Pool Tasks Don't Complete? Major Issues...

omatsei

I've run into a huge problem this morning and I don't know where to go from here.

A couple VM's rebooted, but didn't come back online. I couldn't see the console in XO, and any action was met with an error, "INTERNAL_ERROR(Object with type VM and id 1dc90439-f3ef-32f7-9274-131654b850fc/config does not exist in xenopsd)". I tried restarting the toolstack, but it didn't help.

I realized that both VM's were on the same host (xcp02), and tried migrating the other VM's on that host to other hosts. Those tasks failed, with a similar error. I rebooted the host, knowing that all 4 VM's would go offline, but when the host came back up, the VM's were still shown in XO as running. The host's console (via IPMI) said no VM's were running. I tried running "xe vm-reset-powerstate", but as long as the host was online, the CLI told me it wouldn't execute the command.

I shut down the affected host completely, ran "xe vm-reset-powerstate" on those 4 VM's, and tried starting them on another host. All 4 VM start tasks got to 57% and stalled. I waited about 45 minutes before giving up.

I decided then that maybe XO was to blame, so I restarted the XO server. It's a VM living inside XCP, but on a different host (xcp04). It never came back. Since XO is down now, I can't try to view the console of the XO server, or any other VM that's having problems.

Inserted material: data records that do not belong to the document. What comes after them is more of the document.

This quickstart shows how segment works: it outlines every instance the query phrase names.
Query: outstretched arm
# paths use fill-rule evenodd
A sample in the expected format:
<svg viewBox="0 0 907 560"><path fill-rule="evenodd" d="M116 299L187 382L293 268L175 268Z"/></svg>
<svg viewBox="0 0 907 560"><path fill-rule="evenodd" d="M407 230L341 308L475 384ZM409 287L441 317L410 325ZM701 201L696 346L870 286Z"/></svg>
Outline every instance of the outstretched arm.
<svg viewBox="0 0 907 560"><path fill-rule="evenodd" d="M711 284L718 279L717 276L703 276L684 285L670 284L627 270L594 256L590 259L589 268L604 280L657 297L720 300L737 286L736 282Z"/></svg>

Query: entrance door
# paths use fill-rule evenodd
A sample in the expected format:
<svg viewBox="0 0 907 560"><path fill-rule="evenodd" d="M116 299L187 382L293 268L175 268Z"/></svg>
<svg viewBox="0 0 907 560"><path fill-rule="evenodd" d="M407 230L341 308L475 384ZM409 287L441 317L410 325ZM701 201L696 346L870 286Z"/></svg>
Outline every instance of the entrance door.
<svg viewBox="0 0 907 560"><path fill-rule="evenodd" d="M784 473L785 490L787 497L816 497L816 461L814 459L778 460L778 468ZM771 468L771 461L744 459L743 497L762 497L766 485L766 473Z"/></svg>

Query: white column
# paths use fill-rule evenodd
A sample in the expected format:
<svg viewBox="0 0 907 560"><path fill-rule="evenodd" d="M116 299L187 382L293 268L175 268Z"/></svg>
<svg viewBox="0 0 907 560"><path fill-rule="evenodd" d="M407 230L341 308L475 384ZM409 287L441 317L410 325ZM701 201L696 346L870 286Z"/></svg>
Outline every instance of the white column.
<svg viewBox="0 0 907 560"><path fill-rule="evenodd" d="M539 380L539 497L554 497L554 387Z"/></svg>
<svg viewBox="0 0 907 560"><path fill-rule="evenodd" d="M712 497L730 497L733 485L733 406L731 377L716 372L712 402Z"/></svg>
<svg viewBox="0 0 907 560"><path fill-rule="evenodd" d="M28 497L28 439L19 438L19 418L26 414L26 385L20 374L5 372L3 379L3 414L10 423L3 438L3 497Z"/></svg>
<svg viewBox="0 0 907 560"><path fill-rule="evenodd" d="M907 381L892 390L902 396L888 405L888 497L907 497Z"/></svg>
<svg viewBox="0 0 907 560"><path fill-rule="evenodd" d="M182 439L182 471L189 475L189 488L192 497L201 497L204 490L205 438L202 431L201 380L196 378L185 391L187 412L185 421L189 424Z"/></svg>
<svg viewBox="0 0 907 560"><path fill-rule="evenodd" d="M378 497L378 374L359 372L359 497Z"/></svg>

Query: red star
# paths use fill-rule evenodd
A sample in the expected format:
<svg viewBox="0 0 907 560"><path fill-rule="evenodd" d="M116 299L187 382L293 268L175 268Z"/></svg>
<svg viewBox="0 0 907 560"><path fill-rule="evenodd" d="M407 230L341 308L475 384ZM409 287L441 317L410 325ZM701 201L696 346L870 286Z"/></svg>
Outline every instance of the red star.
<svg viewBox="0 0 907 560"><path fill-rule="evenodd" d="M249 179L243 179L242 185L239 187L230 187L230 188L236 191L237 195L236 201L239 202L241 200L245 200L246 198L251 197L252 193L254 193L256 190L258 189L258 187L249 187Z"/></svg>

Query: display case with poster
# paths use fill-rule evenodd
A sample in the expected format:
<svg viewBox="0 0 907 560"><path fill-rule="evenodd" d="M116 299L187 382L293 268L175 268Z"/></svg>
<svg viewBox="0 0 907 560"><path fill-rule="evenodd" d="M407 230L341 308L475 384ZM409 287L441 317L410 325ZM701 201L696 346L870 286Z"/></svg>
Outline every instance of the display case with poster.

I then figured that the pool itself was to blame, and the pool master (xcp01) needed a good rebooting, despite not being able to migrate the 2 VM's off it. I ran updates and installed the 9 pending updates. Then I tried rebooting it nicely, but when the tasks sat for half an hour without progressing, I eventually did a hard power reset. It booted correctly, but the same problems remain. I'm now down 7 VM's (2 initially, 2 more from rebooting xcp02, 2 from rebooting xcp01, and the XO VM). All the networking and storage seems to be fine, but I'm only checking from the opposite sides since verifying the storage is all good via the XCP CLI seems to be lacking a bit.

At this point, I have a new VM built in VMware to take over duties of XO, but I suspect that since all/most pool tasks simply don't complete, including the "server_init" from rebooting the pool master, it won't help.

I'm all out of ideas.

planedrop

Do you know of any changes that lead up to this? It sounds like it could be some kind of hardware issue that cascaded into a larger problem, but that's a bit of a shot in the dark.

The VMs that rebooted initially, did you trigger the reboot, or did they crash and then auto-boot back up?

I've managed a solid number of XCP-ng installs and can't say I've ever seen anything quite like this.

I did have a host completely freeze up once and it would not respond to VM boot requests or anything else, but the VMs on it were still running, a reboot resolved that. This was a single host pool though so no idea how the rest of the pool would have behaved if it was the pool master.

This was on consumer grade hardware though so I strongly believe it was an issue w/ the hardware (possibly an error in RAM and I don't have ECC on this box).

So right now, you basically can't boot or manage anything in your pool? If anything seems to work right, please define what is working right.

Also, if you have pro support, I'd recommend putting a ticket in with Vates, they're support is actually quite great.

omatsei

@planedrop I'm not sure I can relate everything else I've done to try to fix the issues, but I think you're correct that it was a hardware issue. I can't identify anything that has failed, but it seems like it may have corresponded with a power bump. So maybe something rebooted and didn't boot correctly, I'm not sure.

At this point, the XO VM has started, although I don't know what made it work again. I clicked the button to start the VM, then started working on a brand new XO server and rebuilding xcp01, and when I looked back about an hour later or so, the original XO was on.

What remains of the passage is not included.